Personally, I think the game could have had a very different look had the Pirates held onto the ball and tagged Fowler out on the steal in the first. Cole was clearly frazzled, but if they took that runner off the base, it could have relaxed him a lot.
Football games are played once a week. There are 16 games a year. I'm not even remotely following at all how you can compare the two leagues and playoff systems. It is physically impossible to play a home and away series. The idea of not having any road games in baseball playoffs is certainly a head scratcher.
How is not having the first and last game at home a benefit for the division winners and team with the best record? How is it not an incentive to win the division when a WC team has to blow their top pitcher?
Call me lost.
Two 97+ win teams in a do-or-die, great bullpens, overpowering starters, plenty of pop--hard to believe that game wouldn't be tense. A 4-0 lead is not a blowout, especially in that situation and with the Cubs' young bullpen. Not only would a defensive play here or there make a difference, but you get the win there also on the home plate umps strike zone (generous strike calls for Arrieta, including a couple Ks), and on Schwarber sitting on the right pitch at the right time.

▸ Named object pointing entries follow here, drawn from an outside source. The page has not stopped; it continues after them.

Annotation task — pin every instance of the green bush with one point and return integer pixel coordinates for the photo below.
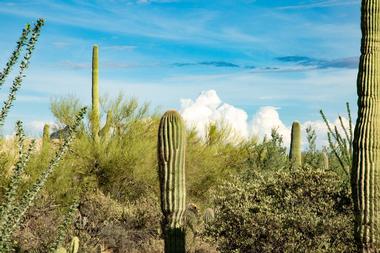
(302, 210)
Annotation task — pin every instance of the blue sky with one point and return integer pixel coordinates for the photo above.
(298, 56)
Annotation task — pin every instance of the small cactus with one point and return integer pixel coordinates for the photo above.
(295, 145)
(74, 247)
(171, 172)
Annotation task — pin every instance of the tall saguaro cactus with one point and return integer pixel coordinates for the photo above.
(295, 145)
(95, 114)
(45, 136)
(171, 172)
(365, 174)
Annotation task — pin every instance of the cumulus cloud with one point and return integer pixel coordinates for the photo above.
(36, 126)
(265, 120)
(209, 108)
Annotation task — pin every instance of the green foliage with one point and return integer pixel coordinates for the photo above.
(46, 137)
(171, 173)
(74, 247)
(299, 210)
(62, 229)
(64, 109)
(33, 37)
(13, 213)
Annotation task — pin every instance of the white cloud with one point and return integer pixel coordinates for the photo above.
(35, 127)
(209, 108)
(265, 120)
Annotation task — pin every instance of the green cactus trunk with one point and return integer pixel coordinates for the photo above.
(95, 114)
(45, 137)
(365, 175)
(295, 145)
(171, 172)
(325, 158)
(106, 130)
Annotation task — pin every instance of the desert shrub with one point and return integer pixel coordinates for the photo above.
(133, 227)
(302, 210)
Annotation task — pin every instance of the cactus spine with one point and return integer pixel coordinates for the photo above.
(365, 174)
(295, 145)
(95, 117)
(171, 172)
(45, 137)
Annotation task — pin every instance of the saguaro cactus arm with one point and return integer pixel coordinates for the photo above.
(365, 176)
(95, 114)
(171, 171)
(295, 145)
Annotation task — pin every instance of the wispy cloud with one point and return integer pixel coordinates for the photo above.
(223, 64)
(320, 4)
(348, 62)
(120, 47)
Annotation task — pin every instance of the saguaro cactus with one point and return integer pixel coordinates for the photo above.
(45, 136)
(325, 159)
(105, 131)
(295, 145)
(171, 172)
(95, 114)
(365, 175)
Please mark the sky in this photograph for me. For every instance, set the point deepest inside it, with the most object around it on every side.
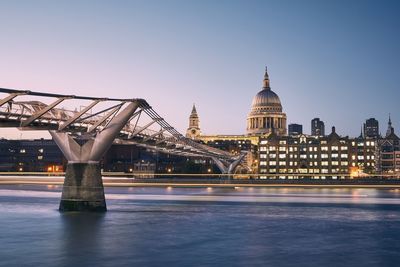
(336, 60)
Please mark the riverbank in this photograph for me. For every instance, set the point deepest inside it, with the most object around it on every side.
(207, 182)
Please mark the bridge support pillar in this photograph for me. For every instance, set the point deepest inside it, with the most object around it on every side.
(83, 185)
(83, 188)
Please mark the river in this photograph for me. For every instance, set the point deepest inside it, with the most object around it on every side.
(147, 226)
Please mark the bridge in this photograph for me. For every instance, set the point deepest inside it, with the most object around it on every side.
(85, 128)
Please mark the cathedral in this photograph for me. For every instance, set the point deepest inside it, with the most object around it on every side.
(266, 114)
(265, 117)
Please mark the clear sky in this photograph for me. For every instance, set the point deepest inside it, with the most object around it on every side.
(337, 60)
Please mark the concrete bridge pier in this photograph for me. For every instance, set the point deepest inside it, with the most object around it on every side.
(83, 185)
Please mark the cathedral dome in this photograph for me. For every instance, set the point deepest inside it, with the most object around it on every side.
(266, 114)
(266, 98)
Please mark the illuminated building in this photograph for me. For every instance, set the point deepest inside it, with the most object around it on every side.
(305, 156)
(194, 124)
(371, 128)
(317, 127)
(389, 151)
(295, 129)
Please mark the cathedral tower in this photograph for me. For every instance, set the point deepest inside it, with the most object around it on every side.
(194, 124)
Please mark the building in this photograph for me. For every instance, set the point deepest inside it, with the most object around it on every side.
(194, 125)
(38, 155)
(317, 127)
(371, 128)
(328, 157)
(266, 114)
(389, 152)
(295, 129)
(363, 156)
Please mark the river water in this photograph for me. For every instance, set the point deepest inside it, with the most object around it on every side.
(203, 227)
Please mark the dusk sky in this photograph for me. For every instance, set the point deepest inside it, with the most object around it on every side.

I just noticed the Dodger's payroll today. It is just absurd. $300,000,000+!!
Here is where just some of their money is for 2015:
Carl Crawford $20MM
Brandon McCarthy $17MM
Bronson Arroyo $3.5MM
Darwin B $2.2MM
Dan Haren $10MM
Matt Kemp $18MM
Brian Wilson $10MM
Ryan Webb $2.2MM
Dee Gordon $2.5MM
So I think tomorrow will be the most important test of how far we can go. We can win it all with two pitchers since Arietta has shown he can carry over his success to the post season. If Lester can be dominant also then I think we can go far no matter how Hendricks or Hammel do.
And in terms of pitching just went through to see how we could maximize Lester and Arietta and came up with this (Lester would be going on 4 days rest three times and Arietta twice):
i still can't believe that crawford contract (7/142). all that loot and years for a LF'r who's entire hitting game revolves around his legs and line-drive power. those triples that raised his value are deceptive as hell to his true power, but it helped him get paid.
there's also pause about a guy who's ob% is almost totally driven by hits rather than walks. BOS got lucky unloading that crap deal.
I think the Cubs take Berry and Soler off playoff roster and add Hammel & Ramirez. Believe Maddon will find Denorfia & Jackson defense too hard to lose.
O & B: I like the one-game Wild Card heart attack game, but I'd actually like to see a best two-out-of-three LDS played in the home parks of the two division winners with the best records, and then the LCS as a best two-out-of-three in the home park of the division winner left standing with the best record, and then let's get to the World Series already.
I...don't know. If chanting would help the Cubs beat the Cardinals in the next series or ultimately the World Series I think I'd be ok with it lol. I'm not supportive of saying insulting things to opposing fans or throwing things but loud noise and chanting seems appropriate to me.
I also grew up in France though and that kind of thing is par for the course at soccer and rugby matches and I love it. I find crowds too passive here.
Enjoyable read on David Ross.
Er, they won the first one. My bad. Carry on.
With last night's win in Pittsburgh, the Cubs have tied the Pirates with 98 wins, and are only 2-1/2 games behind the Cardinals. No reason why the Cubs can't finish the post-season with the best winning percentage in baseball (regular season & post-season combined).
BOB: I doubt very much that Matt Szczur will be on the Cubs LDS roster.
If he wasn't on the Wild Card roster (when the Cubs went with 15 position players), he won't be on the LDS roster (when the Cubs will go with 13 or 14 position players).
As it is, at least one of the three RH hitting outfielders who were on the Cubs WC roster (Denorfia, Jackson, and Soler) could get bumped off the LDS roster (probably Soler).